I have someone who would like me to make a "Faith Hope Love" pen (from Penn State Industries}.  This requires the 8mm drill bit.  I have a "O" drill bit.  I have a Pen Reamer that says it fits 8mm and O . . . so does anyone have any experience using a O drill bit for a pen kit that says to use 8mm?  I did print the wonderful conversion chart posted but curious if I need to do anything to make this work.  I know the 8mm drill bit is only $6.95 but curious???  Thanks!


----------



## KenB259 (Nov 22, 2021)

Yes, there's only about a thou difference between the two. If you want to verify, just drill a hole on a piece of scrap and slide the tube in.


----------



## Weymouta (Nov 22, 2021)

KenB259 said:


> Yes, there's only about a thou difference between the two. If you want to verify, just drill a hole on a piece of scrap and slide the tube in.


Thank Ken . . . great idea!


----------



## monophoto (Nov 22, 2021)

According to the iEngineer app on my phone, an O bit is 0.001 inches larger than an 8mm bit.  

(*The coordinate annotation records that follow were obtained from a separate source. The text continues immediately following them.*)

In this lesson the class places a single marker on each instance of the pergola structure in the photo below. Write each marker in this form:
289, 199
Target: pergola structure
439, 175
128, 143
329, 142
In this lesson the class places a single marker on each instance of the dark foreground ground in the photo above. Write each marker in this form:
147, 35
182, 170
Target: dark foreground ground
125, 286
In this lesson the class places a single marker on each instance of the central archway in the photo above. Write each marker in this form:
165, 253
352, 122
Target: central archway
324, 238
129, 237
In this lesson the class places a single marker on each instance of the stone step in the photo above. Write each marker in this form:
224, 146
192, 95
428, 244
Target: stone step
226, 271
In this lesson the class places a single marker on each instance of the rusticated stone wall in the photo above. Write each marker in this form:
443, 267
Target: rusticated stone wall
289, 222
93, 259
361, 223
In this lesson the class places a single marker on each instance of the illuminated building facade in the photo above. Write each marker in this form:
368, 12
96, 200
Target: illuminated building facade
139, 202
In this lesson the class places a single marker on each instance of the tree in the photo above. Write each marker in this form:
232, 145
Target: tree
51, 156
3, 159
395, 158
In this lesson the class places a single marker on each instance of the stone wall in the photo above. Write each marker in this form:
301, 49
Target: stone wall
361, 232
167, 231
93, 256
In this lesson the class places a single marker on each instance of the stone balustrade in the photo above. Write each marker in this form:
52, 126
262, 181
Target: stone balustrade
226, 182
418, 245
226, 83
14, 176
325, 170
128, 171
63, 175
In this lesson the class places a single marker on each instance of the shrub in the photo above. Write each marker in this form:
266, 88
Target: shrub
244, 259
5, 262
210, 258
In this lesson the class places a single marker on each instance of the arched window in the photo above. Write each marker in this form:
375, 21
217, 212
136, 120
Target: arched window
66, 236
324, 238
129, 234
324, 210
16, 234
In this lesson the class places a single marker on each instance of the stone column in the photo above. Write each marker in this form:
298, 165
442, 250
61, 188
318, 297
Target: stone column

The only thing you might want to worry about a little is whether the glue that you use to fix the tube in place is able to bridge the slightly larger gap.  The normal choices of glues are CA (good), polyurethane (better) and epoxy (best) -  since there is nothing better than epoxy for this application, I would probably take that option.


----------



## Joebobber (Nov 22, 2021)

A 5/16 will work too


----------



## SabertoothBunny (Nov 22, 2021)

Just get an 8mm drill bit


----------



## its_virgil (Nov 22, 2021)

I use the letter O bit for 8mm with no problems using two part epoxy. 
Do a good turn daily!
Don


----------



## Jarod888 (Dec 12, 2021)

If the hole is slightly a larger than the tube and the tube has a sloppy fit, I would use gorilla glue to glue it in. The glue will expand, filling the gap and have the added benefit of centering the tube in the hole.


----------



## Woodchipper (Dec 12, 2021)

One of the handiest things I have over my workbench is a chart with fractional/decimal equivalents, thread sizes and appropriate drill sizes, drill sizes in metric and English dimensions, etc.
I used Gorilla glue on one pen blank. Never again. It does expand but makes a big mess on the ends of the blank. I'm saving it if I have to glue any gorillas back together.


----------